Cet aspect ésotérique est explicite au sous-sol de la galerie, et passe par une approche spectrale de l’enveloppe charnelle. Sylvie Fleury y présente cinquante cinq portraits « people » en couleurs — des acteurs de la scène de l’art contemporain, du cinéma ou de la mode —, réalisés selon un principe photothermique qui enregistre la chaleur émise par les corps. Retravaillées à l’ordinateur puis tirées sur toile ou sur support cibachrome, les images, d’une grande variété de tons (verts, oranges, jaunes, bleus, etc.) sont parfois menaçantes pour les modèles, tant les auréoles lumineuses qui les parcourent rongent les contours des visages et des corps.

De manière explicite ou détournée, distanciée ou moqueuse, la question du corps travaille l’ensemble de l’exposition selon des modes et des registres divers. De nombreuses pièces suggèrent sa présence, d’autres pointent sinon sa perte, du moins son retrait. Ainsi, d’une paire de menottes métallisées siglées Gucci au détournement, en forme de wall painting en néon bleu pastel, d’un slogan pour une crème de beauté (Exfoliate – Purify – Hydrate – Shield); des quartz, en forme de lampes lumineuses, dressés en autant d’emblèmes phalliques aux images photographiques hantées de fantômes et de spectres, Sylvie Fleury distille dans un décors à l’incontestable beauté plastique et visuelle une vision du corps ambiguë et glacée, où, à travers l’idolâtrie des objets, le spectateur est renvoyé à son propre comportement social, son fétichisme et son désir.

Sylvie Fleury
— Tapis Yoga Gucci, 2001-2002. Bronze. 143 x 55 x 2 cm.
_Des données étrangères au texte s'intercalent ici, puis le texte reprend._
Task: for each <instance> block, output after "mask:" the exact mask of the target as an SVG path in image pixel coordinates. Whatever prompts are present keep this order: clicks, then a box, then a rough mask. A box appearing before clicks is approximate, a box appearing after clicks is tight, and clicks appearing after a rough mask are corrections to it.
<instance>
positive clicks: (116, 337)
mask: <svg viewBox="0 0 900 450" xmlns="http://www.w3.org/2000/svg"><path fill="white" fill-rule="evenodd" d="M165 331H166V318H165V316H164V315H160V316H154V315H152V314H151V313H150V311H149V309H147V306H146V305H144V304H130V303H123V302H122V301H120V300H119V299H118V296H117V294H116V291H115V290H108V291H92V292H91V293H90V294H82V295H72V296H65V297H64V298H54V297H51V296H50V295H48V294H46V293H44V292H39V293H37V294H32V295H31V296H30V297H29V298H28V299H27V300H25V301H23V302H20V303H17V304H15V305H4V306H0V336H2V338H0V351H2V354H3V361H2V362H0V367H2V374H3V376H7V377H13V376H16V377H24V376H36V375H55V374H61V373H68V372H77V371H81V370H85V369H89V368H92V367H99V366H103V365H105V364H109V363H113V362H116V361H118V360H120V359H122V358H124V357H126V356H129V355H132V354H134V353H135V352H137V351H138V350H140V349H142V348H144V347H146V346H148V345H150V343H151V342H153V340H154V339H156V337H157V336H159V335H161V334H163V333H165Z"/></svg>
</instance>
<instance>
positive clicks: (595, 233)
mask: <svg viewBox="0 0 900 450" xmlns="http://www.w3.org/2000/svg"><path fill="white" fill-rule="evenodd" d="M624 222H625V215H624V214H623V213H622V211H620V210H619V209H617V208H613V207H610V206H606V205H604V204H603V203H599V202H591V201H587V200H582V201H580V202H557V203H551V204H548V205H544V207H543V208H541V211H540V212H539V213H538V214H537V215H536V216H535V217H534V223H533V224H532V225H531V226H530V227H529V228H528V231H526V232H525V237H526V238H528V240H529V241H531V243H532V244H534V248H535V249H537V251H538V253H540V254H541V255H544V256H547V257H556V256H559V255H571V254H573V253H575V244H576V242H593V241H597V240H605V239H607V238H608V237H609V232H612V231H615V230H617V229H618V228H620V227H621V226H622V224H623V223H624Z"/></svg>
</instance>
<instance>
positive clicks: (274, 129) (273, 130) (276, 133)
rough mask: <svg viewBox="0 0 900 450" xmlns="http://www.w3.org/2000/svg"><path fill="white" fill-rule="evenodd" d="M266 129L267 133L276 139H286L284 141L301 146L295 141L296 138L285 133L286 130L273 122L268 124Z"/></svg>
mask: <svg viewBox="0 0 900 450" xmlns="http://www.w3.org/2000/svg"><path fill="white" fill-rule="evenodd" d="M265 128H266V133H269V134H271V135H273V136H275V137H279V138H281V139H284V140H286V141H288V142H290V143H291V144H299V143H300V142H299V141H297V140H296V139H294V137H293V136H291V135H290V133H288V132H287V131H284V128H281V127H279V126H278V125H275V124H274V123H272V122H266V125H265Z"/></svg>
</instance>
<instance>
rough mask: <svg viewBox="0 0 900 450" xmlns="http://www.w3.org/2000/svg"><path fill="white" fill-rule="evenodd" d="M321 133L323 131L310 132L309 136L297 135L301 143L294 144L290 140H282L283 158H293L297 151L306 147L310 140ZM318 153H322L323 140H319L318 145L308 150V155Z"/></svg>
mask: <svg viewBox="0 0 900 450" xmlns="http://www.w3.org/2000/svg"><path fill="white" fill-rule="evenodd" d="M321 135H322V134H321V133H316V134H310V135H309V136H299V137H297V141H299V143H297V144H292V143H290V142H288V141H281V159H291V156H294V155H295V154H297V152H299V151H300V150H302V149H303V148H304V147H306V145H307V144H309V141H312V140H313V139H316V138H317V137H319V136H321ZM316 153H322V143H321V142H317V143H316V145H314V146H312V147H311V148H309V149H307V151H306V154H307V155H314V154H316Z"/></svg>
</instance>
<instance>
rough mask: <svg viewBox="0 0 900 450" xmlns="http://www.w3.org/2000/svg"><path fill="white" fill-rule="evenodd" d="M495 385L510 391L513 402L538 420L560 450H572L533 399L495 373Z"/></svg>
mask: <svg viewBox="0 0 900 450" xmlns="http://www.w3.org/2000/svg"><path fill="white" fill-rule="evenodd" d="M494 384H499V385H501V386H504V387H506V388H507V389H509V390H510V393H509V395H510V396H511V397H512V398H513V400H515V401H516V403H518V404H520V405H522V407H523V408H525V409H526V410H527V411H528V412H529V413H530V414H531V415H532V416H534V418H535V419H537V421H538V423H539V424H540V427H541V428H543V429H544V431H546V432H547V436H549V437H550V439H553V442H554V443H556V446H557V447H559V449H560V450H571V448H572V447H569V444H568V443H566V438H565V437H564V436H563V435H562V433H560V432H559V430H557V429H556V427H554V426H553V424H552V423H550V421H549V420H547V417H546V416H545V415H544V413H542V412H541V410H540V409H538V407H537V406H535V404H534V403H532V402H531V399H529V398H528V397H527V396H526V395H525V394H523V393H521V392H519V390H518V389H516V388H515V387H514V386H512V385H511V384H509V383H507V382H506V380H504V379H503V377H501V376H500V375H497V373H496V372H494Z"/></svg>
— Pendule Twenty-One, 2001. Métal. H. 130 cm, diam. 45 cm, chaîne 370 cm.
—Pendule Suisse 1, 2001-2002. Métal. H. 199 cm, diam. 50 cm.
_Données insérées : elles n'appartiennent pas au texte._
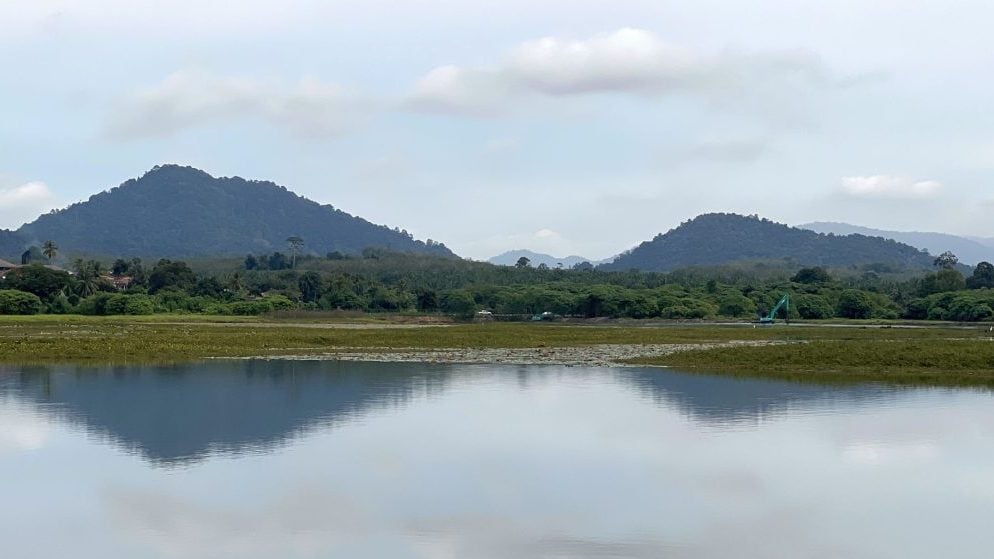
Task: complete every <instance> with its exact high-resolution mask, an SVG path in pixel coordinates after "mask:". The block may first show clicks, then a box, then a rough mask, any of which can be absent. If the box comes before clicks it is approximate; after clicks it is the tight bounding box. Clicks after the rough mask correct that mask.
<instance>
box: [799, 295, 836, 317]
mask: <svg viewBox="0 0 994 559" xmlns="http://www.w3.org/2000/svg"><path fill="white" fill-rule="evenodd" d="M794 307H795V308H796V309H797V314H798V316H800V317H801V318H807V319H819V318H832V317H833V316H835V309H833V308H832V305H831V304H829V302H828V301H826V300H825V298H824V297H821V296H819V295H808V294H805V295H798V296H797V299H796V300H795V303H794Z"/></svg>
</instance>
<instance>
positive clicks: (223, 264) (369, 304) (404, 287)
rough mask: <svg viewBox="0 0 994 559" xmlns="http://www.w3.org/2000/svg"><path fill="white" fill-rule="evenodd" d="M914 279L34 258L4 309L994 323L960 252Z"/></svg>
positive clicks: (707, 268)
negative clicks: (142, 261) (436, 313)
mask: <svg viewBox="0 0 994 559" xmlns="http://www.w3.org/2000/svg"><path fill="white" fill-rule="evenodd" d="M934 264H935V266H934V270H933V271H928V272H926V273H924V274H922V275H918V276H915V277H904V276H900V275H896V274H888V273H886V272H884V273H878V272H876V271H874V270H872V269H870V268H869V267H854V266H849V267H843V268H823V267H817V266H816V267H806V268H801V269H797V268H796V267H795V268H791V267H790V265H789V263H785V262H783V261H781V262H773V263H754V264H751V265H732V266H722V267H715V268H687V269H682V270H677V271H674V272H670V273H656V272H639V271H634V270H630V271H624V272H605V271H600V270H595V269H592V268H591V267H589V266H586V267H584V266H577V267H575V268H573V269H566V268H549V267H545V266H543V267H531V266H528V265H527V264H526V263H521V265H518V266H495V265H491V264H487V263H481V262H471V261H466V260H459V259H451V258H444V257H437V256H430V255H413V254H404V253H393V252H389V251H385V250H382V249H368V250H366V251H364V252H363V254H362V255H359V256H348V255H345V254H342V253H338V252H332V253H329V254H327V255H325V256H324V257H316V256H302V257H299V258H293V257H290V256H288V255H287V254H285V253H282V252H274V253H268V254H252V255H248V256H246V257H244V259H238V260H237V261H236V260H225V261H217V260H215V261H206V262H201V263H200V264H198V265H197V266H196V268H197V269H196V270H195V269H194V267H191V266H190V265H189V264H187V263H185V262H181V261H173V260H167V259H162V260H159V261H158V262H155V263H149V264H146V263H144V262H142V261H141V260H140V259H118V260H116V261H115V262H113V263H112V264H109V265H108V266H106V267H105V266H104V265H102V264H101V263H100V262H97V261H83V260H78V261H76V262H75V263H74V265H73V268H74V273H72V274H70V273H68V272H66V271H62V270H58V269H52V268H51V267H45V266H43V265H39V264H35V265H29V266H24V267H20V268H16V269H14V270H12V271H10V272H8V273H7V275H6V277H5V278H4V279H3V280H0V313H6V314H34V313H82V314H91V315H110V314H151V313H163V312H173V313H176V312H178V313H212V314H236V315H254V314H263V313H268V312H272V311H279V310H291V309H298V310H314V311H317V310H328V311H330V310H337V309H341V310H351V311H361V312H394V313H443V314H447V315H452V316H455V317H462V318H467V319H468V318H472V317H473V316H474V315H475V313H477V312H478V311H481V310H487V311H490V312H492V313H494V315H495V316H496V317H497V318H498V319H528V318H530V317H531V316H533V315H540V314H541V313H549V315H547V316H562V317H584V318H596V317H613V318H621V317H627V318H659V319H712V318H729V319H753V320H754V319H755V318H756V316H757V314H758V313H760V312H765V311H766V310H767V309H770V308H771V307H772V306H773V305H774V304H775V303H776V301H777V300H778V299H779V298H780V297H781V296H782V295H783V294H785V293H789V294H791V296H792V300H793V304H792V306H791V309H790V313H791V314H790V316H791V317H793V318H804V319H824V318H881V319H899V318H906V319H930V320H955V321H987V320H992V319H994V310H992V309H994V289H992V288H994V266H992V265H990V264H989V263H986V262H985V263H981V264H979V265H978V266H977V267H976V268H975V269H973V270H972V271H971V273H970V274H969V275H967V276H964V274H963V273H961V272H960V271H959V270H958V269H957V267H956V259H955V257H953V256H952V255H948V254H947V255H943V256H941V257H939V258H936V259H935V260H934Z"/></svg>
— Pendule Suisse 2, 2001-2002. Métal. H. 160 cm, diam. 78 cm.
— Pendule Suisse 3, 2001-2002. Métal. H. 136 cm, diam. 45 cm.
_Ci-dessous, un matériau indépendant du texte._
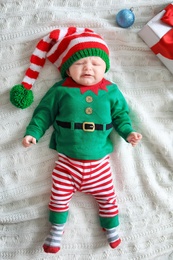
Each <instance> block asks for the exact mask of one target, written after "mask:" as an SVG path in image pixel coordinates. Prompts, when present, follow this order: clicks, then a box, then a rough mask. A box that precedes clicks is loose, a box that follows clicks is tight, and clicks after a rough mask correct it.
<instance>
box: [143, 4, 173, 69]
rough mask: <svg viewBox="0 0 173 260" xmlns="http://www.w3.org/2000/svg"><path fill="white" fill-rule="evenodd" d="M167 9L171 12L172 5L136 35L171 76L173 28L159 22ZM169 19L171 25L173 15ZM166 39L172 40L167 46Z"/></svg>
mask: <svg viewBox="0 0 173 260" xmlns="http://www.w3.org/2000/svg"><path fill="white" fill-rule="evenodd" d="M168 9H169V11H170V9H171V11H172V10H173V3H172V4H169V5H168V6H167V7H166V8H165V9H164V10H162V11H161V12H160V13H158V14H157V15H156V16H155V17H154V18H152V19H151V20H150V21H149V22H148V23H147V24H146V25H145V26H144V27H143V28H142V29H141V30H140V31H139V33H138V34H139V36H140V37H141V38H142V39H143V40H144V41H145V43H146V44H147V45H148V46H149V47H150V49H151V50H152V51H153V52H154V53H155V54H156V55H157V57H158V58H159V59H160V60H161V61H162V62H163V64H164V65H165V66H166V67H167V68H168V69H169V71H170V72H171V73H172V74H173V26H172V25H170V24H167V23H165V22H163V21H162V20H161V18H162V17H163V16H164V15H165V14H166V10H168ZM170 19H172V24H173V13H172V17H171V18H170ZM171 35H172V36H171ZM166 37H168V38H169V40H171V39H172V40H171V41H172V43H169V44H168V43H167V42H166V40H165V38H166ZM171 49H172V50H171ZM171 52H172V53H171Z"/></svg>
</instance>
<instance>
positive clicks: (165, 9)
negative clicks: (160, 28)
mask: <svg viewBox="0 0 173 260" xmlns="http://www.w3.org/2000/svg"><path fill="white" fill-rule="evenodd" d="M165 11H166V13H165V14H164V15H163V17H162V18H161V20H162V22H164V23H166V24H168V25H171V26H173V5H172V4H169V5H168V6H167V7H166V8H165Z"/></svg>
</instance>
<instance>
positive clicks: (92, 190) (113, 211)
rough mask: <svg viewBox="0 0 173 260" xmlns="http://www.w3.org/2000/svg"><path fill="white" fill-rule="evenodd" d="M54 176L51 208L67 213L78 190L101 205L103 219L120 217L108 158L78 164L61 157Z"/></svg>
mask: <svg viewBox="0 0 173 260" xmlns="http://www.w3.org/2000/svg"><path fill="white" fill-rule="evenodd" d="M58 155H59V159H58V161H57V162H56V166H55V168H54V170H53V173H52V180H53V184H52V193H51V199H50V203H49V209H50V210H51V211H53V212H65V211H68V209H69V202H70V200H71V198H72V196H73V194H74V193H75V192H76V191H80V192H85V193H87V194H92V195H93V196H94V198H95V199H96V201H97V202H98V205H99V216H100V217H106V218H107V217H108V218H110V217H114V216H116V215H118V205H117V201H116V195H115V191H114V187H113V181H112V172H111V168H110V162H109V156H106V157H104V158H103V159H100V160H96V161H78V160H75V159H71V158H69V157H66V156H65V155H63V154H58Z"/></svg>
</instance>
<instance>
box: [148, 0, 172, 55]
mask: <svg viewBox="0 0 173 260" xmlns="http://www.w3.org/2000/svg"><path fill="white" fill-rule="evenodd" d="M165 10H166V13H165V14H164V15H163V17H162V18H161V20H162V22H164V23H166V24H168V25H171V26H173V5H172V4H169V5H168V6H167V7H166V8H165ZM151 50H152V51H153V52H154V53H155V54H156V55H157V54H159V53H160V54H161V55H162V56H164V57H166V58H167V59H170V60H173V29H170V30H169V31H168V32H167V33H166V34H165V35H164V36H163V37H162V38H161V39H160V41H159V42H157V43H156V44H155V45H153V46H152V47H151Z"/></svg>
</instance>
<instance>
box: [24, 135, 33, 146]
mask: <svg viewBox="0 0 173 260" xmlns="http://www.w3.org/2000/svg"><path fill="white" fill-rule="evenodd" d="M22 144H23V146H24V147H30V146H31V145H32V144H36V139H35V138H34V137H32V136H31V135H26V136H25V137H24V138H23V141H22Z"/></svg>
— Menottes Gucci, 2001-2002. Métal doré.
— Exfoliate, 2001-2002. Néon bleu. 80 cm x 490 cm.
— Revive, 2001-2002. Néon bleu. 80 x 360 cm.
— Hydrate, 2001-2002. Néon bleu. 80 x 420cm.
— Soothe, 2001-2002. Néon bleu. 80 x 375 cm.
— Ligthen, 2001-2002. Néon bleu. 80 x 375 cm.
— Shield, 2001-2002. Néon bleu. 80 x 325 cm.
— Purify, 2001-2002. Néon bleu. 80 x 310 cm.
— Portraits Aura, 2002. Photographies sur toile. 84 x 63 cm.
— Portaits Aura, 2002. Photographies sur aluminium. 90 x 121 cm.
— Cristaux, 2001. Plexiglas, néon, support électrique. Taille variable.